Pada akhir abad kedelapan belas, seorang keturunan Arab dengan nama Sayid Ali telah menjadi penguasa Siak. Dia mengambil gelar kerajaan Sultan Sharif Ali Assyaidis Abdul Jalil Shaifuddin dan menjadi Sultan Siak pertama keturunan Arab-Melayu. Peran Hadhramis dalam penyebaran zapin juga penting. Hadhramis, yang sudah dikenal dengan kemampuan perdagangan mereka, adalah kelompok perdagangan berpengaruh yang sering diberikan hak-hak komersial khusus oleh penguasa Melayu karena mereka dianggap ras yang sama seperti Nabi. Mungkin Hadhramis juga bertanggung jawab untuk pengembangan versi Siak dari zapin setelah penobatan Sayid Ali sebagai Sultan Siak kedelapan. Ada kemungkinan bahwa perluasan repertoar zapin Siak adalah hasil dari hubungan khusus antara Sultan yang berkuasa dan ahli waris dan para pedagang Hadhrami. Para hadhramis mungkin telah menyediakan pemain zapin Siak dengan ide-ide baru untuk penciptaan dan inovasi dalam motif tari dan frase untuk lagu-lagu mereka.(wawancara dengan Muslim, 2010)

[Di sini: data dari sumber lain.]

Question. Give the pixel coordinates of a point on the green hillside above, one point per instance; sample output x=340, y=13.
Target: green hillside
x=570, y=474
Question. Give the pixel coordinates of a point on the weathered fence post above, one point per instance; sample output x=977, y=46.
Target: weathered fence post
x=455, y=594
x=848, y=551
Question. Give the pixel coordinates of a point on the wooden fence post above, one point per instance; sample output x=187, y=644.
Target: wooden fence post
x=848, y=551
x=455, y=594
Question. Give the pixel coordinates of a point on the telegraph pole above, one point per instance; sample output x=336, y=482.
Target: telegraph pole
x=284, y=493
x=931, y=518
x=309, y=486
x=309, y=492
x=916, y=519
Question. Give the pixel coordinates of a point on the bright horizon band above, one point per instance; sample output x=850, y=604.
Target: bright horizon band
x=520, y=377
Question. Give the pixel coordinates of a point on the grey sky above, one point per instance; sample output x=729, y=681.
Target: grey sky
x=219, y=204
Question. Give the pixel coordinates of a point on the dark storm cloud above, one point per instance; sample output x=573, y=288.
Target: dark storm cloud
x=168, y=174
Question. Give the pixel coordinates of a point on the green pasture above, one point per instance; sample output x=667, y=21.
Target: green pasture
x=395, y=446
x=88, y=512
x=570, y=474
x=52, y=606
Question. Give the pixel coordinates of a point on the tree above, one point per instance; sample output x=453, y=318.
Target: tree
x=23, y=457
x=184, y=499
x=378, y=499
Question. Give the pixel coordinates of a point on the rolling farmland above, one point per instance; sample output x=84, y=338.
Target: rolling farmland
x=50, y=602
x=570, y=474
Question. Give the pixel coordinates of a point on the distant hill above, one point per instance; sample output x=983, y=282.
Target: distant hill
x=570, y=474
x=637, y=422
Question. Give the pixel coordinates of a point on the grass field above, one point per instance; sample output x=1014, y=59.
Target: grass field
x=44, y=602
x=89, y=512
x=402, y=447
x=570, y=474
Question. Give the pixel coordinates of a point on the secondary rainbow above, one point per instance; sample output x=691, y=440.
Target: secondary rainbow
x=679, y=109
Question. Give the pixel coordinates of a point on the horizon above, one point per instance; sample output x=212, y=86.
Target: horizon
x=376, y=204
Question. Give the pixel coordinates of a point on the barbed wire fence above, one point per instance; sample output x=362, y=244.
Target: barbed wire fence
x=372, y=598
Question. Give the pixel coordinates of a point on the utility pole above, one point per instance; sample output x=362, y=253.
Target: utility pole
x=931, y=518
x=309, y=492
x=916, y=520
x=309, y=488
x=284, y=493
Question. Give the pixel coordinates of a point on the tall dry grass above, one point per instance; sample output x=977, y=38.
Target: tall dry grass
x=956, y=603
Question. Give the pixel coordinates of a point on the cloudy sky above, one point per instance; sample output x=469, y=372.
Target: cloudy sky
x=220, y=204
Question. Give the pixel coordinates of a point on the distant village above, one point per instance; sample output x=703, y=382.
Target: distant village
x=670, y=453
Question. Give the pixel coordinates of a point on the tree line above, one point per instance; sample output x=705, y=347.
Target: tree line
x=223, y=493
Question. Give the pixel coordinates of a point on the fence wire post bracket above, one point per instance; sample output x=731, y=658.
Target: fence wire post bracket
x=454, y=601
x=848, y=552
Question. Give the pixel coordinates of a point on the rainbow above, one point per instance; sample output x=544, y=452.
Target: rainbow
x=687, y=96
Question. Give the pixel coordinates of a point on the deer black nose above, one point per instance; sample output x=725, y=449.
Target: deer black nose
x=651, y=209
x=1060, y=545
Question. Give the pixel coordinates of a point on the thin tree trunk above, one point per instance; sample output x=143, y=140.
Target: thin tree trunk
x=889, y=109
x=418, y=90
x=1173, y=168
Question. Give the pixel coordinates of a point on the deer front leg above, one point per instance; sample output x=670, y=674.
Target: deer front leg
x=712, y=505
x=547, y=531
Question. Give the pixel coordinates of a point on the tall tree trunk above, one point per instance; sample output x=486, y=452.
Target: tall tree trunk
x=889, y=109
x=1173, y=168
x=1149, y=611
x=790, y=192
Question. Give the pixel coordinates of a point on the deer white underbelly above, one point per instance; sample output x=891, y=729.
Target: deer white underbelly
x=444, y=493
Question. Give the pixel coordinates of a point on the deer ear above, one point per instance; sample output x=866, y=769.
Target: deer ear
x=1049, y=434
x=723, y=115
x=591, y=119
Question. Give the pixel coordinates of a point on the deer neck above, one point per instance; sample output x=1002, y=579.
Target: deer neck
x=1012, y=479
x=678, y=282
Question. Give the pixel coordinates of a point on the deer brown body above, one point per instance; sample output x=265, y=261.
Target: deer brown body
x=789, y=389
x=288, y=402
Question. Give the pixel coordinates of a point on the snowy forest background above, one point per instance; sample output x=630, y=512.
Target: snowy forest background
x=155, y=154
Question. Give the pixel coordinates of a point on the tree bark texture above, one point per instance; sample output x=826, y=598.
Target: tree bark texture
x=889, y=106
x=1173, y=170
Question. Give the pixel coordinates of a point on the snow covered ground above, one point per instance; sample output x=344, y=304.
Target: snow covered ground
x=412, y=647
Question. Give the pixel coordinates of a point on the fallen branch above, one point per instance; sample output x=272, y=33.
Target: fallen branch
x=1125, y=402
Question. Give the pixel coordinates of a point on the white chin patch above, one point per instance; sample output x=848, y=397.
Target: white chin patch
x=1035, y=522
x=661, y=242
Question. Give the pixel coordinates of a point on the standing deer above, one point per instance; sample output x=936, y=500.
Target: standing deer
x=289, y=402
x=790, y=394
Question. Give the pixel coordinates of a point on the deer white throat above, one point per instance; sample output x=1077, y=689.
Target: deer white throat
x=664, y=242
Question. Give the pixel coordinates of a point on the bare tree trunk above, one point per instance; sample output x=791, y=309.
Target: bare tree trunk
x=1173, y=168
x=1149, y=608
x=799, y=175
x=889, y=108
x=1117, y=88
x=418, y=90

Sebuah elemen penting dalam hubungan antara kaum bangsawan dan tari zapin adalah salam pembukaan (ucapan dan salam) motif tari. Motif ini jarang dilakukan dalam tradisi tarian rakyat Melayu kecuali bangsawan atau pejabat negara yang hadir. Hal ini dilakukan untuk menunjukkan rasa hormat dan untuk menghormati tamu istimewa.
Menurut Mohd Anis Md Nor variasi dari motif tari salam ada di tradisi zapin Deli Serdang, dan gerakan salam juga ditemukan dalam zapin Johor dan Riau. Mungkin penggunaan ini isyarat tertentu dalam memberikan bukti lebih lanjut tentang hubungan antara zapin dan rumah-rumah kerajaan Melayu. Hal ini sangat mungkin untuk dalil tentang peran Istana dalam penyebaran tradisi zapin di Sumatera timur. Tarian pembukaan dari motif salam pembukaan berisi versi bergaya bentuk ucapan pengantar oleh biasa kepada penguasa. Meskipun motif salam bervariasi dalam gaya dari satu daerah ke daerah lainnya. Semuanya dilakukan sesuai dengan kode ketat etika penghormatan atau penghormatan untuk keluarga Raja Melayu, seperti dalam menyembah, benar-benar motif tradisional Melayu (salam atau penghormatan) dipraktikkan dalam adat istiadat diraja Melayu.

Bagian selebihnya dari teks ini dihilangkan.